Apabila pemilik proyek tidak memperhatikan dampak lingkungan, hingga menutup empang yang menjadi lahan serapan maka dampaknya rumah warga bisa tenggelam.
“Seharusnya pemilik proyek ini mengundang masyarakat untuk mensosialisaskkan, tujuan mega proyek ini, untuk pabrik, gudang atau perumahan. Tidak seperti ini mengurug empang seluas 150 hektar dan sudah berjalan 6 bulan tapi masyarakat tidak pernah diajak bicara,” beber Umiyati.

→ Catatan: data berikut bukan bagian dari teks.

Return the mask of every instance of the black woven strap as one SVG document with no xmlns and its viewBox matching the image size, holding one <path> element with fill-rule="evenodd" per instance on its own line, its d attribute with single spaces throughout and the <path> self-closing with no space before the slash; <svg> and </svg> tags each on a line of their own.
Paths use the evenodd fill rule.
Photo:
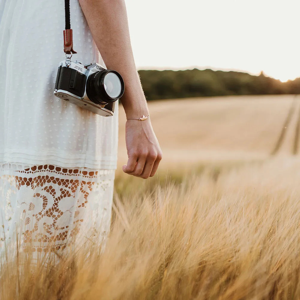
<svg viewBox="0 0 300 300">
<path fill-rule="evenodd" d="M 64 0 L 64 10 L 66 17 L 66 29 L 70 29 L 70 0 Z"/>
</svg>

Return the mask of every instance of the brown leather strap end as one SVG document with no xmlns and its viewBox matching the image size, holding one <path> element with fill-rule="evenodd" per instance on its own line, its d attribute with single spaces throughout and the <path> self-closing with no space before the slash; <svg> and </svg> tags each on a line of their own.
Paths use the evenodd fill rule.
<svg viewBox="0 0 300 300">
<path fill-rule="evenodd" d="M 73 50 L 73 31 L 71 29 L 64 30 L 64 51 L 68 54 L 77 53 Z"/>
</svg>

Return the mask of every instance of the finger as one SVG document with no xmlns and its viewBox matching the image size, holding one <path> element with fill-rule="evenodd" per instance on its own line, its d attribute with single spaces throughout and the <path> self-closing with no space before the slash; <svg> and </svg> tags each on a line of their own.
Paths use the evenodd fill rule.
<svg viewBox="0 0 300 300">
<path fill-rule="evenodd" d="M 137 163 L 136 165 L 135 168 L 133 172 L 129 174 L 135 176 L 140 176 L 143 172 L 146 163 L 146 157 L 143 156 L 139 157 L 138 159 Z"/>
<path fill-rule="evenodd" d="M 150 177 L 152 177 L 155 175 L 155 173 L 157 171 L 157 169 L 158 167 L 158 165 L 161 160 L 161 157 L 160 156 L 158 156 L 156 158 L 156 160 L 154 162 L 153 164 L 153 167 L 152 168 L 152 170 L 151 171 L 151 174 L 150 174 Z"/>
<path fill-rule="evenodd" d="M 123 166 L 123 171 L 125 173 L 130 173 L 133 172 L 136 164 L 136 156 L 131 155 L 128 158 L 127 164 Z"/>
<path fill-rule="evenodd" d="M 152 158 L 148 158 L 145 164 L 145 166 L 144 168 L 143 172 L 141 175 L 141 177 L 144 179 L 147 179 L 149 178 L 151 174 L 152 169 L 154 162 L 156 159 L 156 156 Z"/>
</svg>

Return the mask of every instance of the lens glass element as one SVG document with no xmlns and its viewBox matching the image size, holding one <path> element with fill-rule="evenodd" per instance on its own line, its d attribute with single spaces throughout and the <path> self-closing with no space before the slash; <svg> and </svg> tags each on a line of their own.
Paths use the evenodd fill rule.
<svg viewBox="0 0 300 300">
<path fill-rule="evenodd" d="M 112 72 L 108 73 L 104 78 L 105 92 L 112 98 L 118 98 L 122 91 L 121 82 L 118 76 Z"/>
</svg>

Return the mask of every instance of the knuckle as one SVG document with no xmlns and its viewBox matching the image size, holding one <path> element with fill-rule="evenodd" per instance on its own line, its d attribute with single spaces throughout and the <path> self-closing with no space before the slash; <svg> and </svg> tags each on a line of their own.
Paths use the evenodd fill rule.
<svg viewBox="0 0 300 300">
<path fill-rule="evenodd" d="M 157 154 L 156 158 L 157 159 L 161 160 L 163 158 L 163 154 L 161 152 L 160 152 Z"/>
<path fill-rule="evenodd" d="M 129 157 L 137 158 L 139 156 L 139 152 L 136 150 L 131 152 L 128 155 Z"/>
<path fill-rule="evenodd" d="M 149 152 L 148 156 L 150 158 L 155 160 L 157 157 L 157 153 L 155 151 L 151 151 Z"/>
<path fill-rule="evenodd" d="M 142 157 L 146 158 L 148 156 L 148 152 L 146 151 L 143 151 L 141 153 L 141 156 Z"/>
</svg>

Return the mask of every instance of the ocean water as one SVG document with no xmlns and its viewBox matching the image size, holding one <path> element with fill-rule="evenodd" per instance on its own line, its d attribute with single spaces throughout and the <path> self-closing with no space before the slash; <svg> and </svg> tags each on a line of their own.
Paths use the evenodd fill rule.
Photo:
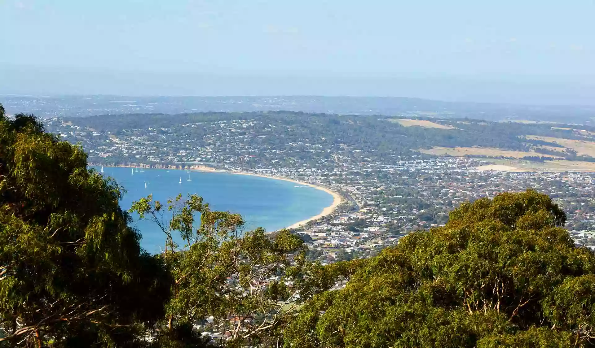
<svg viewBox="0 0 595 348">
<path fill-rule="evenodd" d="M 101 167 L 95 169 L 100 171 Z M 296 187 L 298 185 L 290 181 L 253 175 L 107 167 L 103 174 L 115 179 L 126 190 L 120 201 L 123 209 L 127 210 L 133 201 L 149 195 L 165 203 L 179 193 L 184 197 L 196 193 L 211 210 L 242 214 L 250 229 L 262 227 L 275 231 L 286 227 L 320 214 L 333 200 L 331 195 L 314 187 Z M 142 246 L 158 252 L 164 243 L 163 233 L 154 222 L 138 221 L 136 214 L 132 217 L 133 224 L 143 236 Z"/>
</svg>

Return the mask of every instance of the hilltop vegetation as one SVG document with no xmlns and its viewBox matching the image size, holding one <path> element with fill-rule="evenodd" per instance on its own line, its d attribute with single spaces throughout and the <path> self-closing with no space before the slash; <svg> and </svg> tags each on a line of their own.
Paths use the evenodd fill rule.
<svg viewBox="0 0 595 348">
<path fill-rule="evenodd" d="M 595 346 L 595 256 L 535 191 L 325 267 L 288 231 L 149 196 L 131 211 L 163 231 L 151 255 L 80 148 L 1 106 L 0 143 L 0 346 L 203 347 L 199 325 L 234 347 Z"/>
<path fill-rule="evenodd" d="M 440 153 L 452 155 L 461 153 L 450 149 L 479 148 L 467 155 L 595 161 L 595 152 L 551 140 L 586 142 L 592 146 L 583 148 L 592 149 L 595 133 L 586 126 L 581 133 L 554 124 L 417 118 L 270 111 L 104 115 L 46 124 L 65 140 L 80 142 L 92 162 L 110 165 L 222 163 L 247 155 L 243 165 L 249 168 L 273 161 L 318 165 L 334 155 L 393 164 L 434 156 L 443 148 Z"/>
</svg>

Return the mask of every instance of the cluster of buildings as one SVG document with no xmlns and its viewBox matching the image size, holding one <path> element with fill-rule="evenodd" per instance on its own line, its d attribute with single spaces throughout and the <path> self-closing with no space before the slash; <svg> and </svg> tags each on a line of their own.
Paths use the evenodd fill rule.
<svg viewBox="0 0 595 348">
<path fill-rule="evenodd" d="M 461 202 L 528 188 L 550 195 L 568 214 L 577 243 L 595 247 L 595 174 L 480 171 L 481 159 L 379 153 L 377 149 L 293 136 L 291 125 L 215 120 L 97 131 L 58 117 L 48 130 L 80 143 L 101 164 L 184 167 L 283 176 L 330 188 L 345 201 L 296 228 L 322 262 L 373 256 L 401 237 L 441 225 Z M 280 141 L 280 137 L 283 141 Z M 289 135 L 287 135 L 289 134 Z"/>
</svg>

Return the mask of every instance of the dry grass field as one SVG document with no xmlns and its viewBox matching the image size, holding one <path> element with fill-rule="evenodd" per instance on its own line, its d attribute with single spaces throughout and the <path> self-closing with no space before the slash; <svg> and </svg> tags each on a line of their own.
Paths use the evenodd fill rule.
<svg viewBox="0 0 595 348">
<path fill-rule="evenodd" d="M 526 156 L 539 156 L 540 157 L 549 157 L 550 158 L 556 158 L 555 156 L 538 153 L 533 151 L 512 151 L 493 148 L 443 148 L 442 146 L 434 146 L 429 150 L 420 149 L 418 151 L 423 153 L 436 155 L 437 156 L 502 156 L 503 157 L 511 157 L 513 158 L 521 158 Z"/>
<path fill-rule="evenodd" d="M 571 149 L 577 152 L 577 155 L 590 156 L 595 157 L 595 142 L 585 140 L 575 140 L 574 139 L 565 139 L 552 137 L 543 137 L 538 136 L 526 136 L 527 139 L 544 140 L 560 144 L 565 148 Z"/>
<path fill-rule="evenodd" d="M 444 126 L 427 120 L 409 120 L 406 118 L 393 118 L 391 122 L 396 122 L 403 127 L 418 126 L 425 128 L 439 128 L 440 129 L 455 129 L 452 126 Z"/>
</svg>

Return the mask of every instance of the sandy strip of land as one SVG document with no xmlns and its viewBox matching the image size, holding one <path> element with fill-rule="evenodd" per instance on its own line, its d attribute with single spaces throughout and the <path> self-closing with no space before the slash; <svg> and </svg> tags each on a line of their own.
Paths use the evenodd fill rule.
<svg viewBox="0 0 595 348">
<path fill-rule="evenodd" d="M 296 222 L 295 224 L 293 224 L 291 226 L 287 227 L 286 227 L 287 228 L 297 228 L 298 227 L 299 227 L 300 225 L 303 225 L 307 222 L 314 220 L 317 220 L 324 216 L 328 215 L 328 214 L 334 211 L 334 210 L 337 209 L 337 207 L 339 206 L 339 205 L 342 203 L 343 203 L 343 202 L 345 200 L 343 197 L 340 195 L 335 192 L 334 191 L 332 191 L 323 186 L 317 186 L 312 184 L 309 184 L 308 183 L 304 183 L 303 181 L 299 181 L 298 180 L 294 180 L 293 179 L 290 179 L 289 178 L 286 178 L 284 177 L 278 177 L 276 175 L 265 175 L 262 174 L 253 174 L 250 173 L 244 173 L 239 171 L 231 171 L 229 173 L 239 175 L 252 175 L 255 177 L 261 177 L 262 178 L 268 178 L 270 179 L 277 179 L 278 180 L 285 180 L 286 181 L 290 181 L 299 185 L 305 185 L 307 186 L 311 186 L 312 187 L 314 187 L 317 190 L 321 190 L 322 191 L 324 191 L 327 193 L 328 193 L 329 195 L 333 196 L 333 203 L 323 209 L 322 211 L 320 212 L 320 214 L 319 214 L 317 215 L 312 217 L 311 218 L 306 219 L 305 220 L 302 220 L 301 221 Z"/>
<path fill-rule="evenodd" d="M 488 170 L 493 171 L 525 171 L 525 170 L 520 169 L 516 167 L 506 165 L 505 164 L 488 164 L 487 165 L 480 165 L 472 169 L 475 170 Z"/>
</svg>

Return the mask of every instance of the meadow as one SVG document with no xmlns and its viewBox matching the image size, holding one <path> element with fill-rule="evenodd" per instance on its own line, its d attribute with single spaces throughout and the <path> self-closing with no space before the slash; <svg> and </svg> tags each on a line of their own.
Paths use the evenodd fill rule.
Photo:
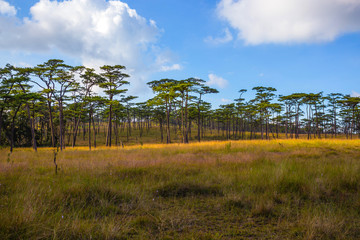
<svg viewBox="0 0 360 240">
<path fill-rule="evenodd" d="M 359 140 L 0 150 L 0 239 L 359 239 Z"/>
</svg>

Menurut Pasmi dan Pudi, sebelum proyek ini berjalan pihak perusahaan berjanji akan memberikan kompensasi atau uang ganti rugi kepada warga terdampak sekitar Rp200 per bulan.
“Nanti ada kompensasi dari PT, buat warga terdampak, tapi nyatanya ada yang dapat dan ada yang gak dapat. Yang di depan tapi yang ada di belakang gak dapat. Katanya pemberiannya melalui LSM,” tuturnya.
Dia menambahkan, pihak perusahaan seharusnya bersikap terbuka apabila ingin membangun pabrik atau apapun, asalkan mampu menyerap tenaga kerja lokal.
“Kalau tertutup seperti ini kan warga Sawah Luhur juga akan menolak,” ujar Pasni dan Pudi. (Roy)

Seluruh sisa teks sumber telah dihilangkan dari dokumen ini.